Item 7.01. Regulation FD Disclosure.

On August 5, 2020, the Company issued a press release announcing entry into the Equity Distribution Agreement. A copy of this press release is furnished herewith as Exhibit 99.2 and is incorporated into this Item 7.01 by reference.

Additionally, on August 5, 2020, the Company issued a press release announcing the Company's restructuring plan. A copy of this press release is furnished herewith as Exhibit 99.3 and is incorporated into this Item 7.01 by reference.

Included in the Earnings Release is an announcement that the Company plans to hold a conference call and webcast at 4:30 p.m., Eastern Time, Wednesday, August 5, 2020, to discuss its second quarter and six months ended June 30, 2020 financial results and other matters relating to the Company's plans and operations.
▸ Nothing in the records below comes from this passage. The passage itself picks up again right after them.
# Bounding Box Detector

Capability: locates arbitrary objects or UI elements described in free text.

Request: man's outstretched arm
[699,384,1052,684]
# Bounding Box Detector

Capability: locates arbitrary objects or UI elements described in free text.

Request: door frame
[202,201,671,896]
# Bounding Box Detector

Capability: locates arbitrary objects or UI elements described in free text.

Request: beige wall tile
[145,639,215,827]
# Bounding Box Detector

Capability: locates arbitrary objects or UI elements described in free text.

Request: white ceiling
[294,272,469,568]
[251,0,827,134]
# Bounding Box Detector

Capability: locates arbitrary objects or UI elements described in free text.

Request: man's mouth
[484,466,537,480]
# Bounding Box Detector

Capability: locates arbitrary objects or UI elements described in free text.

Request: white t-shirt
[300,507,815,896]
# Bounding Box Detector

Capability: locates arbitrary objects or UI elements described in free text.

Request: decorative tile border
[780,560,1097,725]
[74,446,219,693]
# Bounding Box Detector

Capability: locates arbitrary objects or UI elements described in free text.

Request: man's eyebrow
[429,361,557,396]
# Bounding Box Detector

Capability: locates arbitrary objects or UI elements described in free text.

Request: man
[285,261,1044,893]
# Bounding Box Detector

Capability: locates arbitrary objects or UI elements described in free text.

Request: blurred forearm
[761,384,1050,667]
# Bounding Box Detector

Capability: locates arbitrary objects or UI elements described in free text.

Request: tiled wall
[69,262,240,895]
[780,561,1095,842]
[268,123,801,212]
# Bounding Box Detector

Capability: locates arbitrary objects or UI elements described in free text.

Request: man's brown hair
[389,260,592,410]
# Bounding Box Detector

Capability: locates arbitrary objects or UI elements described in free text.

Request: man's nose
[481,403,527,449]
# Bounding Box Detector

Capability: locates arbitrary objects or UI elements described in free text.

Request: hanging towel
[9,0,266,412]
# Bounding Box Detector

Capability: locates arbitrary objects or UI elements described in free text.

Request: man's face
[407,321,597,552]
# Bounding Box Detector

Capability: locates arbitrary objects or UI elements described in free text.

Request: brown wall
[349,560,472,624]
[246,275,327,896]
A copy of this Earnings Release, which contains additional information regarding how to access the conference call and webcast and how to listen to a recorded playback of the call after it is completed, is furnished herewith as Exhibit 99.1. The slides to be presented on the webcast are furnished herewith as Exhibit 99.4 and incorporated into this Item 7.01 by reference.

The information in this Item 7.01 (including Exhibit 99.2, Exhibit 99.3 and Exhibit 99.4) shall not be deemed "filed" with the SEC for purposes of the Exchange Act, nor incorporated by reference in any registration statement filed by the Company under the Securities Act.

Item 9.01. Financial Statements and Exhibits.



(d) Exhibits.

  1.1             Equity Distribution Agreement, dated August 5, 2020, by and among 3D Systems
                  Corporation and Truist Securities, Inc. and HSBC Securities (USA) Inc.
  99.1            Press Release issued by 3D Systems Corporation, dated August 5, 2020, announcing
                  results for the second quarter and six months ended June 30, 2020.
                  Press Release issued by 3D Systems Corporation, dated August 5, 2020, announcing
  99.2            entry into the Equity Distribution Agreement.
                  Press Release issued by 3D Systems Corporation, dated August 5, 2020, announcing
  99.3            restructuring plan.
  99.4            Investor information to be presented by 3D Systems Corporation on August 5, 2020.
104               Cover Page Interactive Data File (embedded within Inline XBRL document).